After posing a hypothesis, the post talks about security and process isolation. But the problems raised aren't in line with the hypothesis: the challenge in these cases isn't "insufficient communication" between the levels of the stack, but rather a discrepancy between the abstraction's actual behavior vs. a human's desires and expectations about big-picture topics.

These abstractions often compromised by information leakage through side effects that executing code can observe or deduce, leading to the class of vulnerabilities that have long been around, but have received far more attention since Spectre.

Protecting against timing attacks and other side-channel attacks requires the observable state of the system to not vary due to execution in a different security domain.

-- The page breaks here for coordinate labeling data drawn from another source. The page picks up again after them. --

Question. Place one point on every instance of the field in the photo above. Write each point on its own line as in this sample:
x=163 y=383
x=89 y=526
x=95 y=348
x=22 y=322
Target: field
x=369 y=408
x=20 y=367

Timing attacks are particularly frustrating, because processes can estimate their execution time even without external timers, so it can compare the time taken between different calls. Cryptographic operations often take special care to avoid leaking information through timing, but the same discipline isn't commonplace in system calls or userland code. And shared caches will leak info in timing but greatly improve performance.

Hardware isolation is an effective solution for curbing timing attacks for systems that don't communicate over a network. It's not sufficient in the case of networked systems, because the network and its connections form another source of observable state that's likely full of unrelated side-effects.

1 comments

> the challenge in these cases isn't "insufficient communication" between the levels of the stack, but rather a discrepancy between the abstraction's actual behavior vs. a human's desires and expectations about big-picture topics

Isn't the thesis of the post that that exact discrepancy is due to insufficient communication between the people at different levels of the stack?

An abstraction is an interface between two levels of the stack, right? I think the thesis of the post is that the exact discrepancy you describe, between the abstraction's actual behavior and the desires and expectations of the people one level up, is due to insufficient communication between the people one level up and the people implementing the abstraction's actual behavior, which due to Conway's Law are separate groups of people.

You mention "information leakage", but that's leakage between software components at different levels of the stack; perhaps you have that confused with the "insufficient communication" referred to by the post, which is between groups of people at different levels of the stack?